The thing is I’m pretty sure neither he nor I knew it at the time – or at least; it was that prehistoric day and age where such matters were not really discussed. Not out in public, anyway.

I feel it’s a great shame that that time is not so very long ago. Fortunately we live in an era where what’s past is prologue to change. Sweeping, vital, life-affirming change. When things don’t change to meet the times, they often wither and die. The era I grew up in feels paleolithic compared to the here and now which may not be 100% perfect but gets closer to a more sweeping acceptance of people for who they are with every passing day. We’ll likely never fully get there BUT majority rule seems like a pretty good compromise.

So – back to Middle School. While this individual may not have self-identified at that point, I just had this nagging notion that there was something unique there. And you know what, I couldn’t care less. He being gay didn’t define our casual friendship any more than me being straight or me rocking that weird spiked mullet that I thought looked hella’ fierce (I brazenly declare in the lingo that nobody said then or now).
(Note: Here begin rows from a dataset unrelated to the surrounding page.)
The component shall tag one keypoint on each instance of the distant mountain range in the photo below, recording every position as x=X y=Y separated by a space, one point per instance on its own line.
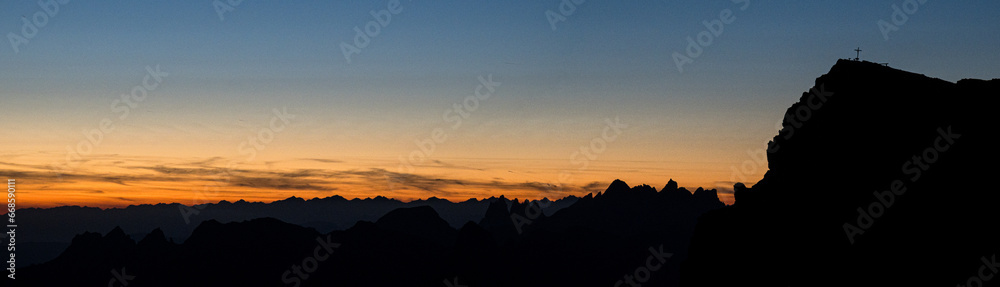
x=599 y=238
x=877 y=178
x=44 y=233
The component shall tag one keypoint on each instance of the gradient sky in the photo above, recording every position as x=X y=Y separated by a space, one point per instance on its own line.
x=353 y=121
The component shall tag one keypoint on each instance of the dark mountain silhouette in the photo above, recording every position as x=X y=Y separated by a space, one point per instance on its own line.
x=47 y=232
x=826 y=214
x=875 y=179
x=410 y=246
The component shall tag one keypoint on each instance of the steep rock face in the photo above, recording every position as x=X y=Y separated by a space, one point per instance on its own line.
x=825 y=212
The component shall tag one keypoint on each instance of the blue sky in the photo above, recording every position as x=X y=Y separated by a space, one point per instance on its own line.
x=607 y=59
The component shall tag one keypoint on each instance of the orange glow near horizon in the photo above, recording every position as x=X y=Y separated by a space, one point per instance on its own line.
x=113 y=183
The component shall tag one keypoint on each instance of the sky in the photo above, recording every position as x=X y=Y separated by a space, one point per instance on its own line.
x=112 y=103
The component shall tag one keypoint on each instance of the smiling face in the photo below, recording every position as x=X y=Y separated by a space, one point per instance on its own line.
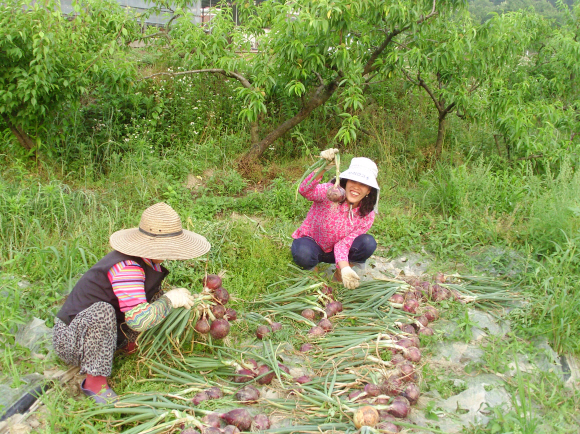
x=355 y=192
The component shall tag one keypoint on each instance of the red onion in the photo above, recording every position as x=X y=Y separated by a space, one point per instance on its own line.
x=325 y=324
x=415 y=340
x=316 y=331
x=388 y=427
x=309 y=314
x=336 y=194
x=231 y=314
x=247 y=394
x=431 y=313
x=221 y=295
x=413 y=354
x=327 y=290
x=262 y=332
x=411 y=305
x=239 y=417
x=400 y=407
x=372 y=389
x=366 y=416
x=219 y=328
x=397 y=299
x=284 y=368
x=333 y=308
x=397 y=358
x=231 y=429
x=276 y=326
x=303 y=379
x=407 y=328
x=202 y=326
x=261 y=422
x=407 y=371
x=199 y=398
x=422 y=320
x=212 y=419
x=218 y=311
x=412 y=393
x=214 y=392
x=212 y=281
x=243 y=376
x=268 y=375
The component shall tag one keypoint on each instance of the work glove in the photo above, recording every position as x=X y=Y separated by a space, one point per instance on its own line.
x=180 y=297
x=350 y=279
x=329 y=154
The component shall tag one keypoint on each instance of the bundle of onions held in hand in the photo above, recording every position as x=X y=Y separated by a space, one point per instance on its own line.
x=336 y=193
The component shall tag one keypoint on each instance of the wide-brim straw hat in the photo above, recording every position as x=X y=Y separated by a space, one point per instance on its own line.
x=160 y=235
x=363 y=170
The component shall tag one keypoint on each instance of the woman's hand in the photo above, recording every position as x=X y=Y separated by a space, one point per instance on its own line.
x=180 y=297
x=329 y=154
x=350 y=279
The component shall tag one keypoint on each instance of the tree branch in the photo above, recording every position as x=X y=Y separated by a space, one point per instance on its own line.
x=430 y=92
x=245 y=82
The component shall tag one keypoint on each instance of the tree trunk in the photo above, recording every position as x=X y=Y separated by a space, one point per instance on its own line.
x=321 y=95
x=24 y=139
x=440 y=135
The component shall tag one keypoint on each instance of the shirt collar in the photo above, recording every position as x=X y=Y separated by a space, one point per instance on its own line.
x=156 y=267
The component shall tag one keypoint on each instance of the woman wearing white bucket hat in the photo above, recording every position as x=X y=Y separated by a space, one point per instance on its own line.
x=337 y=233
x=121 y=296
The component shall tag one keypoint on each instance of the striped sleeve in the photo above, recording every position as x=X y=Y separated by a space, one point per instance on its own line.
x=147 y=315
x=128 y=281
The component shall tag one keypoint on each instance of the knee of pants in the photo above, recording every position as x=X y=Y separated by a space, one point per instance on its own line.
x=366 y=245
x=105 y=315
x=303 y=255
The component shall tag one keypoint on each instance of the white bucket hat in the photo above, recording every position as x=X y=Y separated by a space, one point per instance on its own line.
x=160 y=236
x=365 y=171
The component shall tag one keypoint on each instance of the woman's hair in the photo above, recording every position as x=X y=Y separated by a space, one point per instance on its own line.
x=367 y=204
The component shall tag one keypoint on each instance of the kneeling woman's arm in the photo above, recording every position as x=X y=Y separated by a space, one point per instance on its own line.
x=128 y=281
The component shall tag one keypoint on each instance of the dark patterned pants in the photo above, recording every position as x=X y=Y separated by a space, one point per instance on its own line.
x=90 y=340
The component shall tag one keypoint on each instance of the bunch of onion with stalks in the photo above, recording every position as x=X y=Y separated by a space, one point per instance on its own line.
x=206 y=316
x=319 y=166
x=336 y=193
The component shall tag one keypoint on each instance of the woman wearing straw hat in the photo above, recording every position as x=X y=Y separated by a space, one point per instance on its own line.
x=121 y=296
x=338 y=234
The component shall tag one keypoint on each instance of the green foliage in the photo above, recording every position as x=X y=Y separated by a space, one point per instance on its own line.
x=49 y=61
That said – this little reminiscence is coming to us from a place that wasn’t exactly the birth place of liberal thought. I grew up in a small, largely Caucasian town on the South Shore of Massachusetts. It’s not anyone’s fault that the town was settled the way it was. We weren’t chasing people out by torch and pitchfork. Still, it wouldn’t be until a few years later when I entered the hallowed halls of UMASS Amherst as a wide-eyed frosh that I realized just how rich and diverse this wonderful world really is. I spied such eye-opening color and hue there. Life-altering stuff, really.

Before all that though, the seeds were planted by that casual acquaintance who I had the great pleasure of co-starring with in the first play I ever went out for. That would be Annie – during my Senior Year in High School, when I followed a girl who I was crushing on hard to the big audition. I got the role. I never got the girl; at least not in the way I desired. Still, she got a plum role as a sassy orphan so I saw this as a great way to stay connected for a few months.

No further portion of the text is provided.